The UK Climate Change Committee Wednesday reported that Britain is “not adequately prepared” for the damaging effects of climate change. In its 2023 report to Parliament, the group found limited evidence of the implementation of adaptation needed at a national scale to mitigate the risks of climate change. Committee chairwoman Julia King stated that “the last decade has been a lost decade in terms of preparing for and adapting to the risks, the risk we already have and those that we know are coming.”
The Climate Change Act of 2008 requires the UK to reach net zero carbon emissions by 2050. While the government has updated plans for more renewable power and energy conservation to meet the legally binding target, the report criticized the current Conservative government’s flagship climate policies as lacking “sufficient detail” on how the nation will adapt to climate change. “The lack of urgency with which Government has approached this task over recent years stands in sharp contrast to the experience of the damaging impacts…over the same period,” the report argued.
In the UK, 2022 was the warmest year on record, and the country saw unprecedentedly damaging winter storms, causing flooding and widespread disruption to local electricity grids.
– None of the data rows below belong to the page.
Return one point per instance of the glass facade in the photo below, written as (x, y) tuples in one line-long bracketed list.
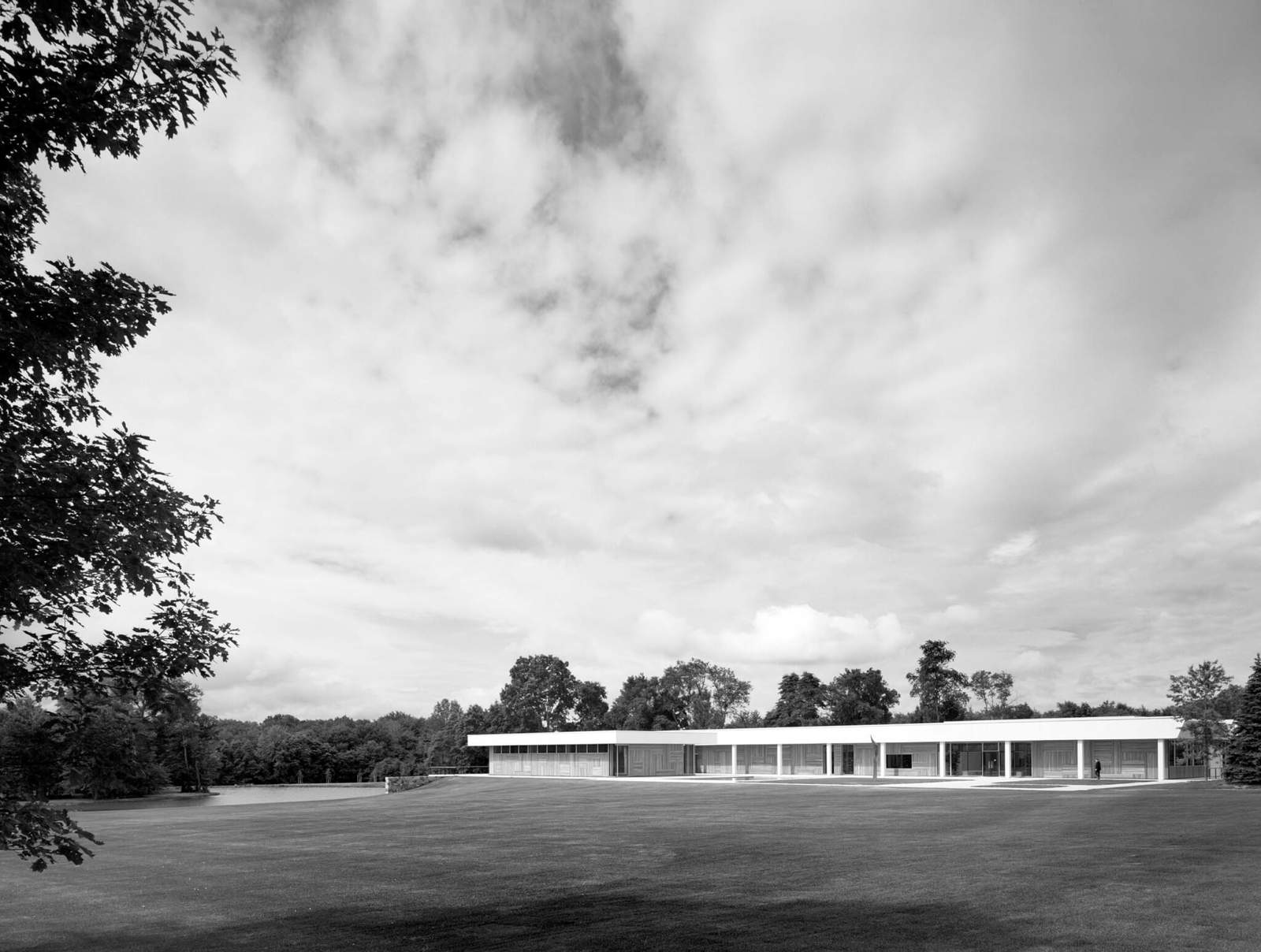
[(976, 760)]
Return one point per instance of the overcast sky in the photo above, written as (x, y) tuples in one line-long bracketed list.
[(785, 336)]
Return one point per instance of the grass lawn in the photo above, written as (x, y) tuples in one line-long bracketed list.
[(489, 863)]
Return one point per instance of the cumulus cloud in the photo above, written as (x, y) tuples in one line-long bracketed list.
[(501, 325), (782, 634)]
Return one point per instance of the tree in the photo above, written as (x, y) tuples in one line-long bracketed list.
[(111, 748), (993, 689), (1196, 697), (445, 735), (85, 519), (800, 699), (645, 704), (541, 694), (857, 697), (31, 750), (941, 690), (590, 709), (1241, 760), (1071, 709), (706, 694)]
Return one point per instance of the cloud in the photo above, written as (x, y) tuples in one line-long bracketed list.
[(1015, 548), (782, 634), (516, 325)]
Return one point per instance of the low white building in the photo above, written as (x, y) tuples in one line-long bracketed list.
[(1141, 748)]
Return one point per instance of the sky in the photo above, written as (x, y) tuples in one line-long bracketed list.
[(785, 336)]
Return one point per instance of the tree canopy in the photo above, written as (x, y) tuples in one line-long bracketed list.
[(1241, 760), (857, 697), (941, 689), (1197, 701), (85, 519)]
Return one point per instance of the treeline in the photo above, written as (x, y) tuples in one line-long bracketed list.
[(109, 743), (120, 744)]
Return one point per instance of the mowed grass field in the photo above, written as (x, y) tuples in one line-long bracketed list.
[(508, 864)]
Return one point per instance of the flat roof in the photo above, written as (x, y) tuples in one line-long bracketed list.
[(962, 731)]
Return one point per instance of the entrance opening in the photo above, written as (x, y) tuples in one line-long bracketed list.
[(846, 760), (975, 760)]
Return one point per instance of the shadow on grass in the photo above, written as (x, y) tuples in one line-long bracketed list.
[(616, 920)]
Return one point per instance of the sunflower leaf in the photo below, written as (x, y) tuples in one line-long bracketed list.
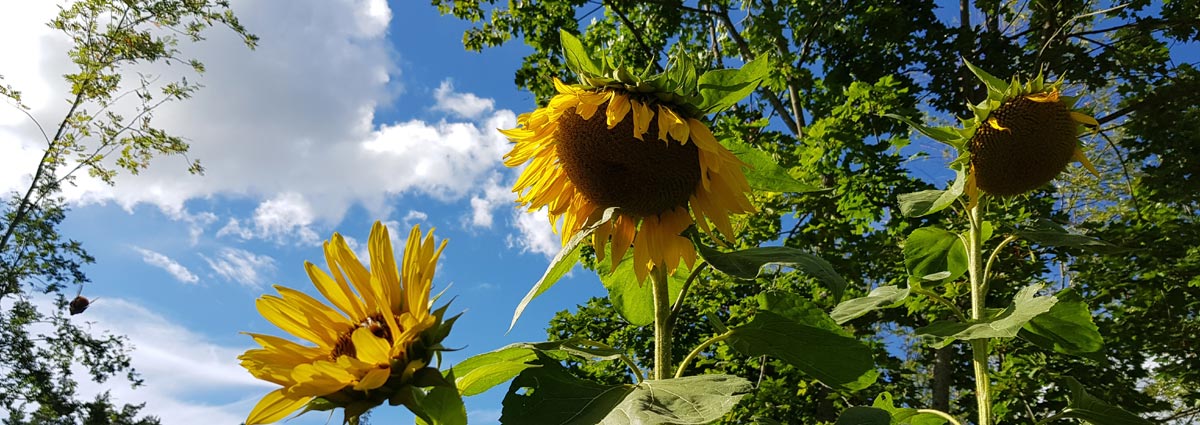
[(763, 173), (883, 297), (931, 251), (864, 415), (949, 136), (749, 263), (721, 89), (1007, 323), (928, 202), (442, 406), (563, 262), (1048, 233), (994, 84), (1067, 328), (481, 372), (796, 331), (1095, 411), (577, 58), (634, 300)]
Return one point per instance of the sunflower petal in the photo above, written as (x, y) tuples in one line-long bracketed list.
[(275, 406)]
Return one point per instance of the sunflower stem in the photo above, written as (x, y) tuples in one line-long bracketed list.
[(661, 323), (978, 295)]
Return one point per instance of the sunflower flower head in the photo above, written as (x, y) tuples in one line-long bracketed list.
[(372, 342), (637, 145)]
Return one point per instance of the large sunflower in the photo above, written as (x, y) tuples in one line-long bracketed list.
[(366, 340), (593, 148)]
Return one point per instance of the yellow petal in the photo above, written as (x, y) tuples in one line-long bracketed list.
[(370, 348), (618, 107), (642, 115), (275, 406), (375, 378), (336, 292), (383, 265)]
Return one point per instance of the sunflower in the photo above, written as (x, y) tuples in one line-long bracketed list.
[(594, 148), (1026, 142), (369, 342)]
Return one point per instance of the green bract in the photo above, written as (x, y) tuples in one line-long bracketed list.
[(690, 94)]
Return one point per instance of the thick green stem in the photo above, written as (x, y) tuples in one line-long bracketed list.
[(978, 295), (699, 349), (661, 323)]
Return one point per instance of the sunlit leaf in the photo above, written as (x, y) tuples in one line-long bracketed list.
[(1007, 323), (749, 263), (930, 250), (721, 89), (577, 58), (791, 329), (928, 202), (880, 298), (763, 173), (1067, 328), (1095, 411)]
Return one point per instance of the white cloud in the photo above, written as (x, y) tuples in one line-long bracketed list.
[(459, 103), (178, 379), (535, 234), (495, 196), (241, 267), (286, 216), (157, 259), (292, 120)]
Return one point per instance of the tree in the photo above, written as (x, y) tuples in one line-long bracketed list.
[(845, 64), (39, 342)]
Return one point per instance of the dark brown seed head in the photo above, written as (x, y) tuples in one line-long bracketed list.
[(78, 305), (612, 168), (1033, 144)]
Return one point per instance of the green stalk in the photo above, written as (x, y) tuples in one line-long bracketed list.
[(978, 295), (661, 323)]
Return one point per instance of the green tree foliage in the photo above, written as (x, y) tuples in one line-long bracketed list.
[(844, 64), (41, 347)]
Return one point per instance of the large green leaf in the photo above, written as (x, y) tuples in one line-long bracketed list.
[(864, 415), (1026, 305), (792, 329), (905, 415), (551, 395), (1067, 328), (763, 173), (1093, 411), (563, 262), (577, 57), (1048, 233), (441, 406), (720, 89), (480, 372), (880, 298), (748, 263), (689, 400), (928, 202), (948, 136), (635, 300), (930, 251)]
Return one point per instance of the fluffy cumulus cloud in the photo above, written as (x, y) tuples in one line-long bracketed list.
[(241, 267), (160, 261), (274, 125), (465, 105), (179, 383)]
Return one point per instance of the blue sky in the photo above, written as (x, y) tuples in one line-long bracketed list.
[(348, 112)]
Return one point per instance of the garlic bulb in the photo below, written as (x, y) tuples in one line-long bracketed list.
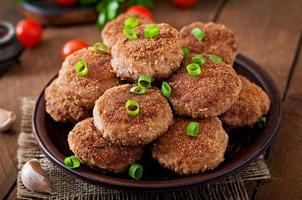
[(34, 178), (7, 118)]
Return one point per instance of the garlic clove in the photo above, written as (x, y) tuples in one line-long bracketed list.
[(34, 178), (7, 118)]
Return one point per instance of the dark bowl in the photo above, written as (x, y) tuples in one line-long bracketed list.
[(245, 145)]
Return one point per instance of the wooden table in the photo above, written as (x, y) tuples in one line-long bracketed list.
[(268, 31)]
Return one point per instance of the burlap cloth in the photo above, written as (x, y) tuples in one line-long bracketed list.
[(66, 186)]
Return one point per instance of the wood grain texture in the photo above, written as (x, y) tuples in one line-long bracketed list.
[(285, 159), (206, 10), (268, 32), (39, 64)]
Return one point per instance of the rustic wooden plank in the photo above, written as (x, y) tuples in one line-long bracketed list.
[(285, 156), (164, 11), (39, 64), (13, 194), (268, 32)]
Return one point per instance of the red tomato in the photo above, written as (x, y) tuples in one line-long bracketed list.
[(185, 3), (29, 32), (66, 2), (72, 46), (141, 10)]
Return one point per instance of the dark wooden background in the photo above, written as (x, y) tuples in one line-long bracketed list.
[(269, 32)]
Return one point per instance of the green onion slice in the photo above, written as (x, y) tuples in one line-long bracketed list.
[(138, 89), (72, 162), (193, 69), (261, 122), (185, 52), (131, 23), (151, 32), (136, 171), (129, 33), (198, 33), (132, 107), (100, 47), (215, 58), (144, 81), (166, 89), (192, 129), (198, 59), (81, 68)]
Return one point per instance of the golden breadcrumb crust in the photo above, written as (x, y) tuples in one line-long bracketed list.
[(88, 144)]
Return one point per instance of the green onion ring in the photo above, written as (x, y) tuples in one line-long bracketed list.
[(193, 69), (186, 52), (129, 105), (136, 171), (215, 58), (198, 33), (131, 23), (192, 129), (144, 81), (100, 47), (72, 162), (262, 121), (81, 68), (198, 59), (166, 89), (130, 34), (138, 89), (151, 32)]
The report concludes that these events illustrate clear changes in observed temperature extremes. Climate hazards are also likely to increase the frequency and intensity of extreme heatwaves and heat-related deaths, placing significant stress on the UK’s health and social care system. Summer 2022 was characterised by the highest rate of heat-related excess mortality that the country has ever seen, with 2,803 deaths in England. Deaths among vulnerable people are “brought forward” during such high heat-periods. The report was critical of the insufficient progress made towards achieving continued health and social care delivery during extreme weather events.
According to the report, Britains will feel the impact of climate change through food price spikes and temporary reduced availability of particularly products, and this price volatility will predominantly affect low-income households and other vulnerable groups. Around 50 percent of the food consumed in the UK is imported, placing it at risk to overseas issues affecting the integrity of the supply chain.
Currently, only one quarter of English councils consider the impact of extreme weather within their climate action plans, and those who have policies limit them to flooding response. As a result, many councils lacked plans to target resources to support communities vulnerable to climate change, such as mitigation actions like targeting energy and fuel poverty and supporting job skills improvements and retraining. Just 8 percent of councils had plans specifically identifying which groups will be affected most by climate change.